Crosson outlined that a typical beef system in Ireland, at an average slaughter age of 28 months old, has a total GHG emissions (kgCO2e/head) figure of just over 7 tonnes.

If we were to reduce slaughter age by one month, it would potentially reduce the total GHG emissions by around 250kg/head – a reduction of somewhere around 3.6% per animal.

While this may sound like a small decrease on a per-head basis, when calculated across the entire beef industry, across the 1.5m prime animals slaughtered each year, it equates to a direct reduction of 0.2Mt (megatons) to 0.3Mt GHG emissions for each month reduction in slaughter age.

Added to this are reductions from indirect emissions due to a reduced production system length.
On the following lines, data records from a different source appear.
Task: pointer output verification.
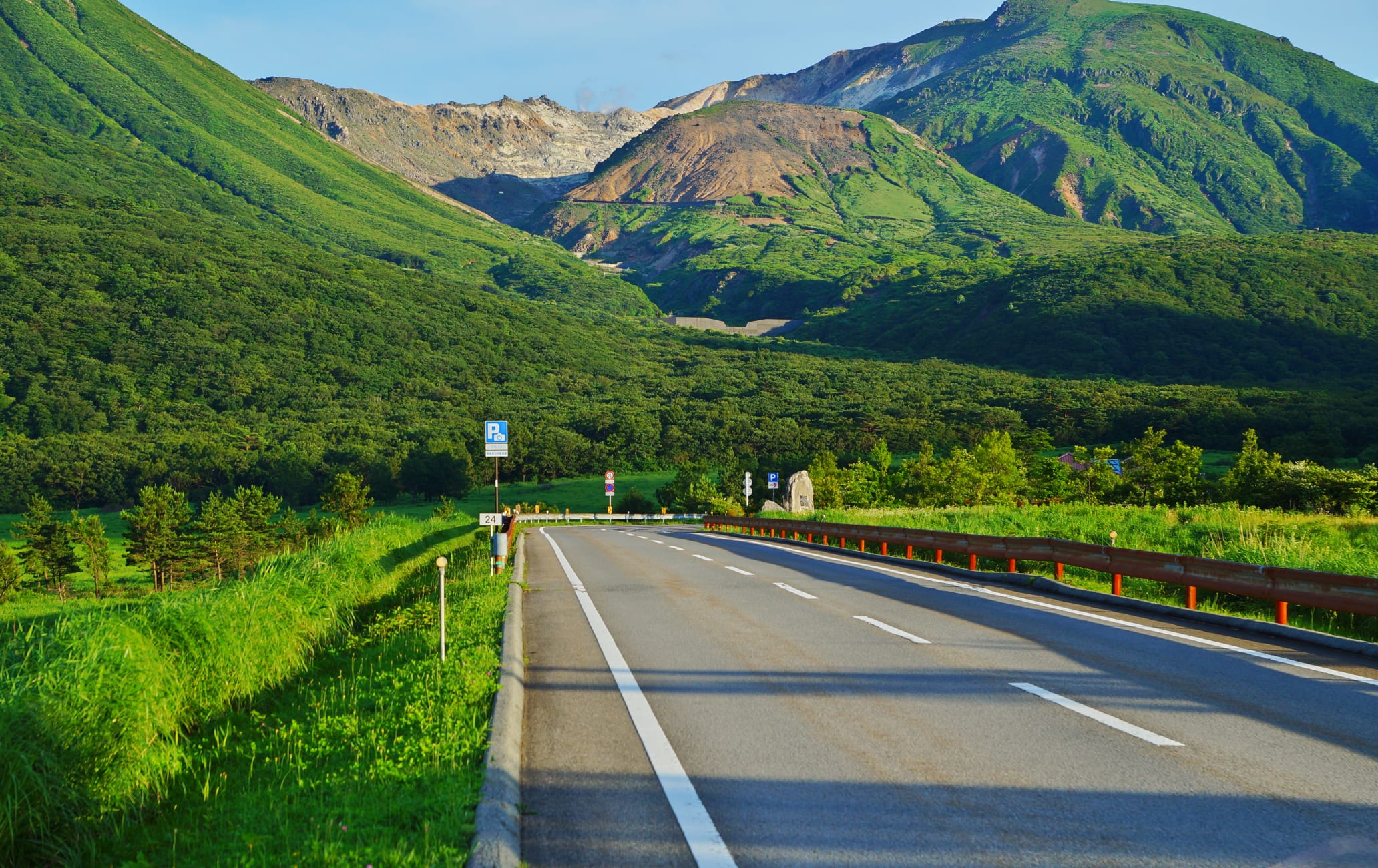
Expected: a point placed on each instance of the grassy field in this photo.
(95, 706)
(1224, 532)
(373, 755)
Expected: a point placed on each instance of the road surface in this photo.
(791, 707)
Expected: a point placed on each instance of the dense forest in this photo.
(195, 291)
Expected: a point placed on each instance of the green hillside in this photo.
(166, 320)
(160, 123)
(1299, 309)
(1148, 118)
(750, 210)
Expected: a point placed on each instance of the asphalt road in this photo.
(959, 726)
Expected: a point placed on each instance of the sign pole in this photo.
(441, 562)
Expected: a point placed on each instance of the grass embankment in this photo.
(95, 706)
(1224, 532)
(374, 755)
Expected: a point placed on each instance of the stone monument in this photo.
(800, 493)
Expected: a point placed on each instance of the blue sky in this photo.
(610, 53)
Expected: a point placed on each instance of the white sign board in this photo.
(495, 439)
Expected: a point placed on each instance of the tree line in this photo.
(995, 471)
(171, 539)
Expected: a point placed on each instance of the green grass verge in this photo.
(1225, 532)
(95, 706)
(374, 755)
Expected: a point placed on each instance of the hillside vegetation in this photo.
(1300, 309)
(752, 210)
(1121, 114)
(180, 304)
(127, 112)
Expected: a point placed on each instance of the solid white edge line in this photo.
(1100, 717)
(1094, 616)
(794, 590)
(700, 834)
(892, 630)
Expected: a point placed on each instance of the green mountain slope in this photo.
(752, 210)
(212, 295)
(1126, 115)
(1299, 309)
(98, 72)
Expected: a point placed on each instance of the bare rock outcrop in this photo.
(503, 158)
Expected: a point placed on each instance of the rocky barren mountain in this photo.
(503, 158)
(1125, 115)
(760, 210)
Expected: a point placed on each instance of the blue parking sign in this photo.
(495, 439)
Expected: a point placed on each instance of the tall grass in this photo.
(1225, 532)
(373, 755)
(94, 706)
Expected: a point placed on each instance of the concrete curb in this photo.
(1044, 583)
(497, 819)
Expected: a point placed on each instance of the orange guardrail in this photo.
(1282, 584)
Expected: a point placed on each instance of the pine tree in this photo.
(348, 499)
(90, 535)
(10, 572)
(159, 532)
(218, 533)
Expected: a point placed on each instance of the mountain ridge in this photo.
(1128, 115)
(505, 158)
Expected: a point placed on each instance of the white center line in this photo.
(1066, 611)
(1100, 717)
(704, 842)
(795, 592)
(892, 630)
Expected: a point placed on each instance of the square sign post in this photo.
(495, 447)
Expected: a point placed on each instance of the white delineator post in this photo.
(441, 562)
These include reductions in soil emissions and emissions associated with purchasing fertiliser and when added together, increases the overall benefit to between 0.3Mt and 0.5Mt GHG emissions for each month reduction in slaughter age.

Grass-based diets

However, research carried out at Teagasc Grange, looking at GHG emissions from various production systems, has shown that if a reduced slaughter age is achieved due to increased levels of concentrate input, there are no benefits in terms of GHG emissions per kilo of beef.
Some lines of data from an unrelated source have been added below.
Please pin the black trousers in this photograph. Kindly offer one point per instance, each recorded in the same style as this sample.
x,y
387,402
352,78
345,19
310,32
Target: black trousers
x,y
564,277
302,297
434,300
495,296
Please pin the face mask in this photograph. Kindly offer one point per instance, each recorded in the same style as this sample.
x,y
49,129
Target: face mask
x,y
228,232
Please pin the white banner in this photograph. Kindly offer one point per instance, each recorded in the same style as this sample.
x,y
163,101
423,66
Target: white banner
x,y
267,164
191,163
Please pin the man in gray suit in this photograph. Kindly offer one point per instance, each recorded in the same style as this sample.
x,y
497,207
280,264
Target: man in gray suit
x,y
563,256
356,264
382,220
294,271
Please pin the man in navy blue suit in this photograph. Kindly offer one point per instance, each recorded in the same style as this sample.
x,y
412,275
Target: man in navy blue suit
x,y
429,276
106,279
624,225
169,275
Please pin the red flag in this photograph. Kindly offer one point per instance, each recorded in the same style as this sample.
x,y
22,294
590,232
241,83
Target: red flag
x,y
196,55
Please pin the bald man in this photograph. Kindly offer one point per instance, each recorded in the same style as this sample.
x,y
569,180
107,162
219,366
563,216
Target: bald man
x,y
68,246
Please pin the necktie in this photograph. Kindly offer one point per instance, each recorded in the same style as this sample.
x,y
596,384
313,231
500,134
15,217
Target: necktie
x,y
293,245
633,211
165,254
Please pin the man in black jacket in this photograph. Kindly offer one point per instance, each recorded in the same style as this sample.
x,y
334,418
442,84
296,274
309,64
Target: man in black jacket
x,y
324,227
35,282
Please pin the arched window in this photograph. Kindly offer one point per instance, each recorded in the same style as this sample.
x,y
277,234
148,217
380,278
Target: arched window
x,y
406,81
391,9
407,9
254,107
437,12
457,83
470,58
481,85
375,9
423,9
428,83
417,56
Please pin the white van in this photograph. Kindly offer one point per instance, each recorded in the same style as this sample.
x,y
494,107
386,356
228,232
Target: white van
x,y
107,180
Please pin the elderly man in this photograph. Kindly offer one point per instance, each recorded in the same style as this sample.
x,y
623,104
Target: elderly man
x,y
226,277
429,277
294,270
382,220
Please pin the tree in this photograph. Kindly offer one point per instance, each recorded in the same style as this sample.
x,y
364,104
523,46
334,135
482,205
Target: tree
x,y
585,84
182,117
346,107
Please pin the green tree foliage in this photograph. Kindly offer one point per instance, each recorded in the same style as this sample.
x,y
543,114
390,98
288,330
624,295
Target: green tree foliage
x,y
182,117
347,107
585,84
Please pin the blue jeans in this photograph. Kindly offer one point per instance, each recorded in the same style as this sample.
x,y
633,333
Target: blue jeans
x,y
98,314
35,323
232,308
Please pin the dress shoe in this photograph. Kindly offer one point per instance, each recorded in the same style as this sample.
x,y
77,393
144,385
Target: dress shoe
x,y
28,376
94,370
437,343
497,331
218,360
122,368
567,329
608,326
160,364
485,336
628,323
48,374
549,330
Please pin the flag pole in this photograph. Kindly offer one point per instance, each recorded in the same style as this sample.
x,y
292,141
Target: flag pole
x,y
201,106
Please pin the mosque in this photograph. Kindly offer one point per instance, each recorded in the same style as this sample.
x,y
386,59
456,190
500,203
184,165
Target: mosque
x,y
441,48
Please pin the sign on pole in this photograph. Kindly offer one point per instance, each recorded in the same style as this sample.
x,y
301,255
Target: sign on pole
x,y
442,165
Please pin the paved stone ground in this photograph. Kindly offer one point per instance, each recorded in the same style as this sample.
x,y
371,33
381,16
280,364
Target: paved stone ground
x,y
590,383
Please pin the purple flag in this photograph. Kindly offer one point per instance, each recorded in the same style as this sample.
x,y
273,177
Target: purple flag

In fact, when comparing a 24-month system where cattle are slaughtered out of the shed in spring on a diet of silage plus concentrate (GC24 in Figure 1), versus a 28-month system off grass where no concentrate is fed (GO28 in Figure 1), the GHG emissions/kg beef are lower in the 28-month system.

This is due to the higher GHG emissions associated with concentrate feed compared to grass.

Figure 1 outlines the four production systems that were compared, all of which used continental-bred steers.

The system profiled that had the lowest GHG emissions/kg beef (red line on graph) was where animals were slaughtered off grass at the end of the second grazing season from a grass-only diet (GO20).

However, there were issues over hitting carcase specification in this system in terms of carcase fat score.


Reducing the slaughter age of beef cattle has the potential to reduce total GHG emissions from the system, but as this study indicates, diet is just as important a factor.

GHG emissions per kilo of beef should be the main focus as a per-head basis can mask the true figure.

There are two key components to the GHG emissions per kilo of beef – age at slaughter and carcase weight.

A heavier carcase weight means there are more kilos of beef to divide the emissions over.

It is for this reason that under 16-month bull beef systems, despite having a higher concentrate input, come out favourably in terms of GHG emissions per kilo of meat.

Recent research has backed this point up once again and, in the coming weeks, the Irish Farmers Journal will explore these numbers further.

Ireland is a predominantly steer-producing country due to our reliance on the UK market. We are told that UK consumers want steer beef.

However, in a time where consumers are becoming more aware of the carbon footprint of their diet, would a lower GHG emissions alternative, if marketed as such, not be welcomed?